How would I configure to get the confusion matrix?
validation_monitors ={?}
Attempting to create a decision tree with cross validation using sklearn and panads.
My question is in the code below, the cross validation splits the data, which i then use for both training and testing. I will be attempting to find the best depth of the tree by recreating it n times with different max depths set.

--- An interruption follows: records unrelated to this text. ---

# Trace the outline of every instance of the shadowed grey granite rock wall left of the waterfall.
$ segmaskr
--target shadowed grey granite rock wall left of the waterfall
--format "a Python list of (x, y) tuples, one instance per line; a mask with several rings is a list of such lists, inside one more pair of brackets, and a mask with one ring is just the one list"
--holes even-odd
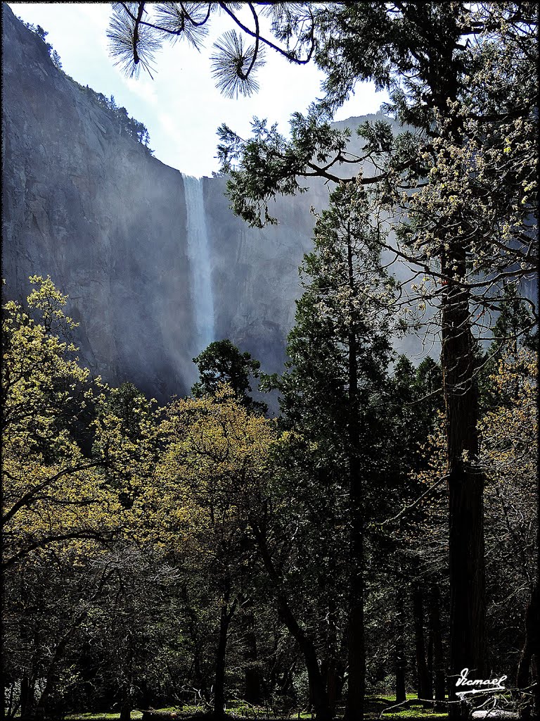
[(50, 275), (92, 371), (178, 391), (194, 341), (181, 174), (119, 136), (2, 9), (4, 292), (22, 298), (29, 275)]

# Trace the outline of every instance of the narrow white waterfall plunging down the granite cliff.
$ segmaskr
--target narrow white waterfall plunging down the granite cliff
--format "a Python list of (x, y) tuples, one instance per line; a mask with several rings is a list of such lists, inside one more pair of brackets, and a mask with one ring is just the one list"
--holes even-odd
[(187, 252), (192, 272), (192, 312), (197, 329), (197, 353), (200, 353), (215, 340), (210, 247), (202, 182), (192, 175), (182, 174), (182, 177), (186, 196)]

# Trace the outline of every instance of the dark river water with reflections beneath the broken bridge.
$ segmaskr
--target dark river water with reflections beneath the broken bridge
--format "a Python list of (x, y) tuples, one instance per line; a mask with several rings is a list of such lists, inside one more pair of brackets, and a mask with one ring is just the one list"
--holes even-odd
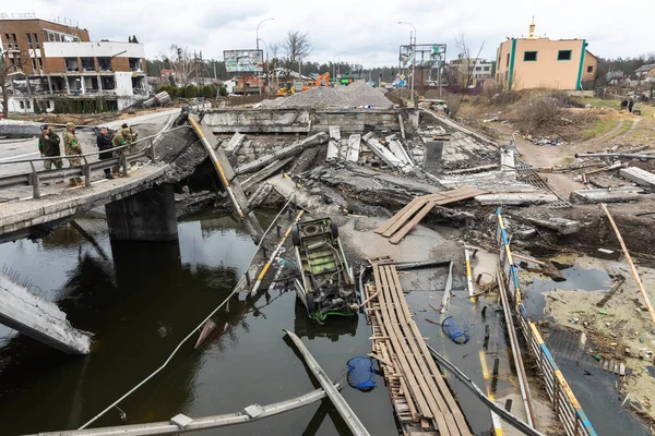
[[(262, 215), (262, 226), (274, 215)], [(8, 268), (56, 301), (73, 326), (95, 334), (92, 354), (80, 358), (0, 326), (2, 434), (76, 428), (105, 409), (157, 368), (231, 292), (255, 249), (233, 217), (217, 213), (180, 222), (174, 243), (110, 243), (104, 221), (79, 223), (95, 243), (67, 226), (43, 241), (0, 245)], [(296, 300), (278, 289), (253, 300), (234, 295), (213, 317), (217, 329), (200, 350), (193, 350), (193, 337), (120, 404), (127, 422), (229, 413), (314, 389), (283, 341), (283, 328), (297, 329), (327, 374), (343, 377), (348, 359), (370, 351), (370, 329), (357, 317), (332, 328), (312, 325)], [(346, 387), (343, 395), (372, 434), (397, 434), (385, 389), (362, 393)], [(94, 425), (120, 424), (116, 410)], [(204, 434), (330, 435), (345, 428), (329, 402), (318, 402)]]

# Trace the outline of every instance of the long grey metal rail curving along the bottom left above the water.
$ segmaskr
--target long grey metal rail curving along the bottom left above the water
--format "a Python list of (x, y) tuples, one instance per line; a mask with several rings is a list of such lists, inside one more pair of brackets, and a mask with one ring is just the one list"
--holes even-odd
[[(340, 385), (334, 384), (334, 388), (338, 389)], [(262, 405), (262, 412), (251, 417), (245, 411), (235, 413), (227, 413), (224, 415), (213, 415), (196, 417), (186, 427), (180, 428), (176, 424), (170, 422), (160, 421), (146, 424), (134, 424), (134, 425), (120, 425), (115, 427), (99, 427), (90, 429), (78, 429), (69, 432), (48, 432), (39, 433), (38, 436), (145, 436), (145, 435), (177, 435), (179, 433), (198, 432), (201, 429), (224, 427), (227, 425), (243, 424), (252, 421), (262, 420), (264, 417), (277, 415), (281, 413), (289, 412), (302, 408), (307, 404), (311, 404), (325, 398), (325, 390), (315, 389), (311, 392), (290, 398), (288, 400), (274, 402), (272, 404)], [(33, 435), (36, 436), (36, 435)]]

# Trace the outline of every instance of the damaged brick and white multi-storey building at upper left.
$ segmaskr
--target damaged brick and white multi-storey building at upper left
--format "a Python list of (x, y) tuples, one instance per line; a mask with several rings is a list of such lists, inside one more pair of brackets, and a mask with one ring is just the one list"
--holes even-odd
[(150, 95), (142, 44), (92, 41), (71, 20), (4, 14), (0, 52), (11, 78), (10, 112), (122, 110)]

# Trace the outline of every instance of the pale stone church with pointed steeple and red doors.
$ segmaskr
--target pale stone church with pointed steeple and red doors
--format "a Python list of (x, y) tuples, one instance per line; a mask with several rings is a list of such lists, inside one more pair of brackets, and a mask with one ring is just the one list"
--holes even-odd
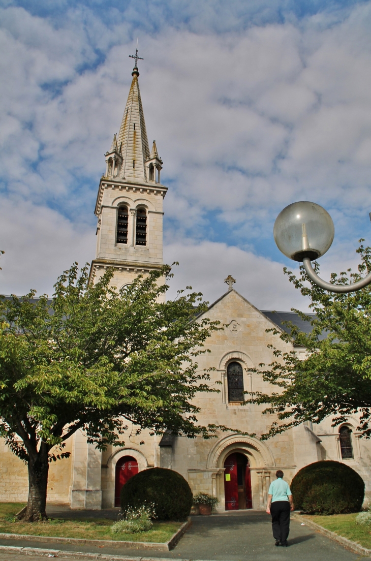
[[(135, 66), (120, 131), (105, 154), (106, 169), (95, 205), (97, 252), (91, 262), (90, 282), (96, 282), (112, 267), (112, 284), (120, 288), (138, 274), (146, 275), (163, 265), (163, 199), (167, 187), (161, 183), (163, 162), (156, 143), (149, 148), (138, 78)], [(267, 441), (259, 440), (275, 418), (262, 415), (264, 407), (244, 406), (241, 401), (246, 390), (269, 393), (273, 388), (248, 369), (272, 362), (271, 344), (282, 350), (285, 345), (287, 351), (287, 345), (267, 329), (285, 329), (282, 320), (296, 324), (301, 320), (293, 312), (258, 310), (233, 288), (231, 275), (226, 278), (223, 293), (223, 280), (216, 279), (221, 296), (205, 313), (210, 320), (228, 327), (212, 334), (207, 342), (211, 352), (198, 361), (201, 370), (213, 367), (210, 384), (221, 391), (198, 394), (198, 420), (203, 425), (235, 427), (257, 437), (233, 431), (210, 440), (167, 433), (151, 436), (149, 431), (138, 436), (133, 426), (127, 431), (125, 447), (108, 447), (100, 452), (86, 442), (83, 432), (77, 431), (67, 441), (70, 458), (52, 462), (48, 502), (69, 504), (74, 509), (118, 507), (126, 481), (138, 471), (159, 466), (181, 473), (193, 493), (204, 491), (216, 496), (219, 512), (264, 510), (269, 484), (278, 469), (290, 483), (298, 470), (320, 459), (344, 462), (357, 471), (365, 482), (369, 502), (371, 442), (360, 438), (356, 417), (337, 427), (331, 426), (331, 419), (320, 425), (306, 423)], [(303, 322), (300, 327), (308, 329)], [(296, 348), (296, 352), (305, 355), (303, 348)], [(4, 441), (0, 450), (0, 502), (25, 502), (26, 466)]]

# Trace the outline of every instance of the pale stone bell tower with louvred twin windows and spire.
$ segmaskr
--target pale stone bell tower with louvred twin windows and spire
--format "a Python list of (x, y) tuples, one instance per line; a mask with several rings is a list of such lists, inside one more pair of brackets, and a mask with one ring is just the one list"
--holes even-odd
[(106, 173), (99, 183), (97, 254), (90, 279), (114, 268), (112, 284), (120, 289), (140, 273), (160, 269), (162, 202), (167, 187), (160, 182), (162, 160), (155, 141), (149, 151), (138, 83), (136, 52), (132, 82), (120, 131), (106, 152)]

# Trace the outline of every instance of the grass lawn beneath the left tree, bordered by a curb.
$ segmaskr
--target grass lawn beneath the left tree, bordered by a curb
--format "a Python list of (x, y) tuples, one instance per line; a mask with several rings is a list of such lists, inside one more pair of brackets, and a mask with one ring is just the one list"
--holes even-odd
[(14, 515), (25, 505), (0, 503), (0, 532), (28, 534), (31, 536), (79, 537), (85, 540), (154, 541), (170, 540), (182, 522), (153, 522), (148, 532), (136, 534), (112, 534), (113, 520), (86, 518), (86, 520), (51, 519), (46, 522), (17, 522)]

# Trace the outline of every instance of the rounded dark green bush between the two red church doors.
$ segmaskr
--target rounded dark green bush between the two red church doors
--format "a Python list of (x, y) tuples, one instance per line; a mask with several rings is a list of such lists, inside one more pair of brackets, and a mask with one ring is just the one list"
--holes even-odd
[(140, 471), (121, 489), (122, 512), (150, 505), (158, 520), (184, 520), (191, 512), (193, 495), (180, 473), (153, 467)]

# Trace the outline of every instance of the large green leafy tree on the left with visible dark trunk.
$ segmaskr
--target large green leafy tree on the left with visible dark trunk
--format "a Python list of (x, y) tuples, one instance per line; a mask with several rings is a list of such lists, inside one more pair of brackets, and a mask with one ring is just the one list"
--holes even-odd
[(191, 403), (215, 391), (196, 357), (218, 322), (192, 321), (207, 310), (200, 293), (159, 302), (166, 272), (117, 292), (112, 270), (93, 286), (74, 264), (52, 301), (35, 291), (0, 298), (0, 435), (28, 465), (26, 521), (46, 517), (49, 463), (69, 455), (65, 441), (78, 429), (100, 449), (120, 444), (128, 421), (189, 437), (223, 430), (198, 425)]

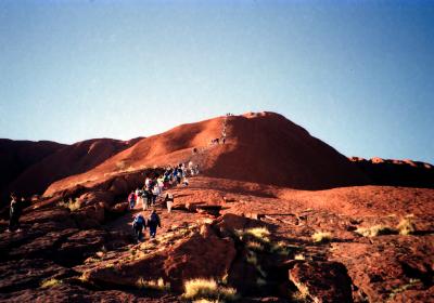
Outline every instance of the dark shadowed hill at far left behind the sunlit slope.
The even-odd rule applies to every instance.
[[[72,145],[2,141],[2,197],[8,198],[10,192],[42,194],[54,181],[88,171],[138,140],[94,139]]]

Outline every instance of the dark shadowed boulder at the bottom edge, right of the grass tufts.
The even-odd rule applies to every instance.
[[[337,262],[299,262],[290,269],[290,280],[312,302],[353,302],[352,279]]]

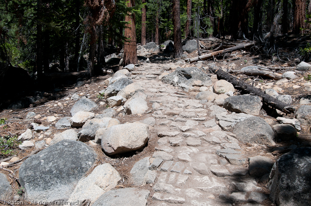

In using cross validation should i instead be using k folds CV and if so how would I use that within the code I have?
import numpy as np
import pandas as pd
from sklearn import tree
from sklearn import cross_validation
features = ["fLength", "fWidth", "fSize", "fConc", "fConc1", "fAsym", "fM3Long", "fM3Trans", "fAlpha", "fDist", "class"]
df = pd.read_csv('magic04.data',header=None,names=features)
df['class'] = df['class'].map({'g':0,'h':1})
x = df[features[:-1]]
y = df['class']
x_train,x_test,y_train,y_test = cross_validation.train_test_split(x,y,test_size=0.4,random_state=0)
depth = []
for i in range(3,20):
clf = tree.DecisionTreeClassifier(max_depth=i)
clf = clf.fit(x_train,y_train)
depth.append((i,clf.score(x_test,y_test)))
print depth
here is a link to the data that i am using in case that helps anyone. https://archive.ics.uci.edu/ml/datasets/MAGIC+Gamma+Telescope
In your code you are creating a static training-test split. If you want to select the best depth by cross-validation you can use sklearn.cross_validation.cross_val_score inside the for loop.
You can read sklearn's documentation for more information.
Here is an update of your code with CV:
import numpy as np
import pandas as pd
from sklearn import tree
from sklearn.cross_validation import cross_val_score
from pprint import pprint
features = ["fLength", "fWidth", "fSize", "fConc", "fConc1", "fAsym", "fM3Long", "fM3Trans", "fAlpha", "fDist", "class"]
df = pd.read_csv('magic04.data',header=None,names=features)
df['class'] = df['class'].map({'g':0,'h':1})
x = df[features[:-1]]
y = df['class']
# x_train,x_test,y_train,y_test = cross_validation.train_test_split(x,y,test_size=0.4,random_state=0)
depth = []
for i in range(3,20):
clf = tree.DecisionTreeClassifier(max_depth=i)
# Perform 7-fold cross validation
scores = cross_val_score(estimator=clf, X=x, y=y, cv=7, n_jobs=4)
depth.append((i,scores.mean()))
print(depth)
Alternatively, you can use sklearn.grid_search.GridSearchCV and not write the for loop yourself, especially if you want to optimize for more than one hyper-parameter.
import numpy as np
import pandas as pd
from sklearn import tree
from sklearn.model_selection import GridSearchCV
features = ["fLength", "fWidth", "fSize", "fConc", "fConc1", "fAsym", "fM3Long", "fM3Trans", "fAlpha", "fDist", "class"]
df = pd.read_csv('magic04.data',header=None,names=features)
df['class'] = df['class'].map({'g':0,'h':1})
x = df[features[:-1]]
y = df['class']
parameters = {'max_depth':range(3,20)}
clf = GridSearchCV(tree.DecisionTreeClassifier(), parameters, n_jobs=4)
clf.fit(X=x, y=y)
tree_model = clf.best_estimator_
print (clf.best_score_, clf.best_params_)
Edit: changed how GridSearchCV is imported to accommodate learn2day's comment.